The display of a TPA sequence is similar to other Collaboration records, but includes the following:

  • Keywords: TPA;THIRD PARTY ANNOTATION; TPA:experimental TPA;THIRD PARTY ANNOTATION; TPA:inferential
  • The label 'TPA_exp: or TPA_inf:' at the beginning of each Definition Line.
  • PRIMARY field providing the base pair spans of the primary sequences that contribute to the TPA sequence.

Other Features and References are similar to those displayed in other GenBank/EMBL/DDBJ records.

An example of a TPA:experimental is BK000016

An example of a TPA:inferential is BK000554

TPA sequence records are shared by all three Collaboration databases and can be found using typical search methods in EntrezNuc and EntrezProt (ie, submitter name, gene/protein name, Accession Number, etc)

How to Submit TPA Sequence Data

Sequence can be submitted to the TPA database through either BankIt or Sequin:

  • BankIt

    • On the 'Submission type' input page, under Submission Category, choose 'Third Party Annotation'.
    • After the 'Nucleotide' input page, you will be directed to a 'Third Party Annotation' input page.
    • In the appropriate boxes, enter the GenBank accession number(s) of the primary sequence(s) used to assemble or derive your TPA sequence and a brief explanation of the evidence you have to support the new annotation you are presenting.
    • Continue with the standard submission process.

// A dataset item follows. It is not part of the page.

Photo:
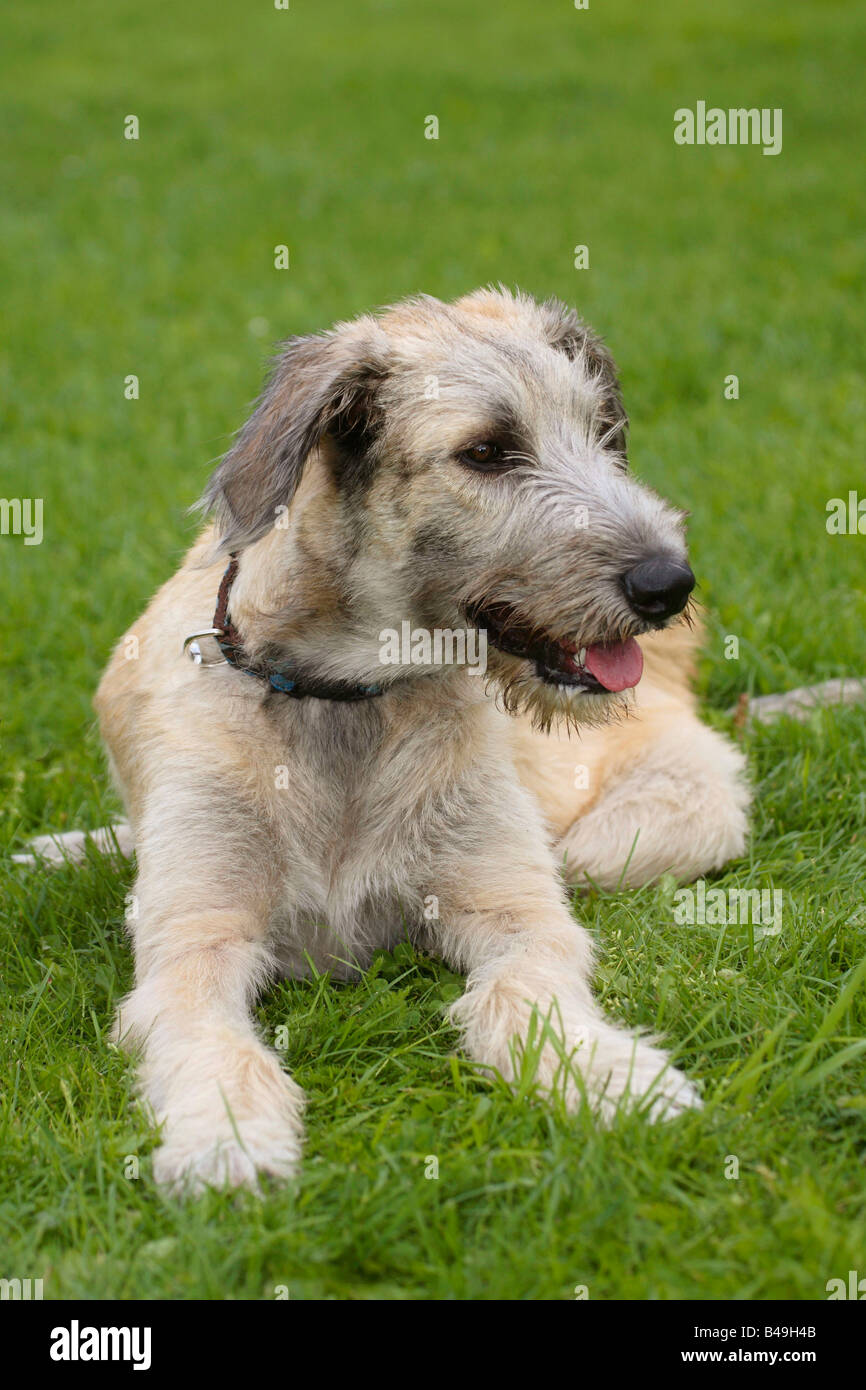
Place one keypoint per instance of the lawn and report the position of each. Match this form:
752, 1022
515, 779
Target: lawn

Be sure to add all new annotation for your TPA sequence on the 'Features' input page.
    • The submission will be labeled as a TPA sequence and processed accordingly after it is successfully submitted.
  • Sequin

    • Follow standard procedure for Sequin submission.
    • Choose Third Party Annotation from the Sequence Format window under Submission category
    • The Assembly Tracking box will appear with the flatfile display. The primary Accession Number(s) used to assemble/derive the TPA sequence should be entered into this box.
    • Click on Accept; new COMMENT field will appear in the flatfile, which will list the primary sequence Accession Numbers.
    • It is recommended that the submitter note in the email that contains the sequence submission that this is intended for TPA.
  • General Information

    • The entire submitted sequence must be covered by primary sequence data.
    • There is no limit on the number of overlapping/adjoining primary sequences that can be cited for a TPA submission.
    • If sections of a sequence submitted to TPA have been newly determined by the submitter, those sequences (if they are more than 50 nt) must first be submitted to GenBank, processed, and released to the public before they can be cited as primary sequences
    • TPA sequences must cite the same organism as the primary sequence data.

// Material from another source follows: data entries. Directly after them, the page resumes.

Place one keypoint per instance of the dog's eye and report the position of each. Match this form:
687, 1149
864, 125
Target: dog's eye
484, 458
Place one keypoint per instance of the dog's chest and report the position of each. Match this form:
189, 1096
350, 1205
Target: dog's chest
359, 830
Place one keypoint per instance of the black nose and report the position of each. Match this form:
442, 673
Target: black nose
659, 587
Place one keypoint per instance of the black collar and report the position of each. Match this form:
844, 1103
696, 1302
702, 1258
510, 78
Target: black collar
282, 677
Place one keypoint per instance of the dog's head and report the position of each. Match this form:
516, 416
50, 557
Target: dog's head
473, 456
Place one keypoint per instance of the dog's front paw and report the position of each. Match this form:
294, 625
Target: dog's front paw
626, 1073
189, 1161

    When are TPA sequences released?

    • TPA sequences are held confidential until their Accession Numbers or sequence data and/or annotation appear in a peer-reviewed publication in a biological journal.
    • No sequence accepted for the TPA database will be released to the public until the submitter notifies us of its publication or we determine independently that such information was published.

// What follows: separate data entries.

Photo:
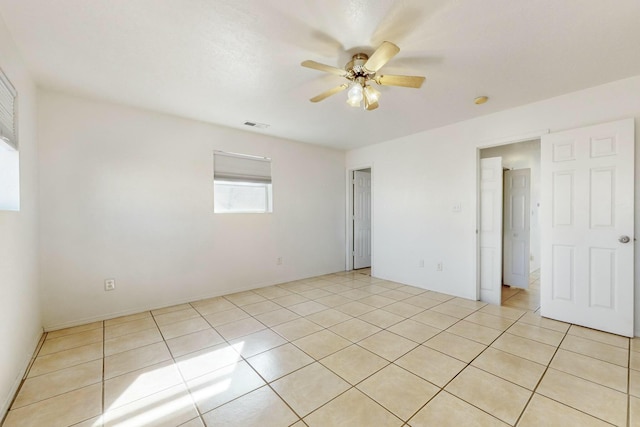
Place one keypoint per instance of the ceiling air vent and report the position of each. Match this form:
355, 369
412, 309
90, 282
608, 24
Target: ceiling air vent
256, 125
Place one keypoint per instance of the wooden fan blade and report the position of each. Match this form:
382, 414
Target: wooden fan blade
328, 93
326, 68
404, 81
381, 56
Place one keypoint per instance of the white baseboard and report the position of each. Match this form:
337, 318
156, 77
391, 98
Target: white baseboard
219, 292
8, 400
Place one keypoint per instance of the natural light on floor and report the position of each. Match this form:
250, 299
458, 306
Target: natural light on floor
138, 406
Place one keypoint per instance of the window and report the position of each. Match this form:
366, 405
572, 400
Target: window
241, 183
9, 157
8, 128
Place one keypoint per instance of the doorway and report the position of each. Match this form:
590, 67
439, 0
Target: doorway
359, 219
517, 270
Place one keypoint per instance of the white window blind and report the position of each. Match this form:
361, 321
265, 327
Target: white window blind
241, 183
241, 168
8, 124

    What should not be submitted to TPA

    • Synthetic constructs such as cloning vectors that use well characterized, publicly available genes, promoters, or terminators; these should be submitted as synthetic sequences for GenBank .
    • Microsatellites and related types of repeat regions
    • New sequence that updates or changes existing sequence data from another submitter; these should be submitted as new sequences for GenBank .
    • Annotation that has arisen from an automated tool, such as GeneMark, tRNA scan or ORF finder, where no further evidence, experimental or otherwise, is presented for the annotation.
    • Annotation from in vivo, in vitro, or in silico experimentation that will not be submitted for publication in a peer-reviewed journal.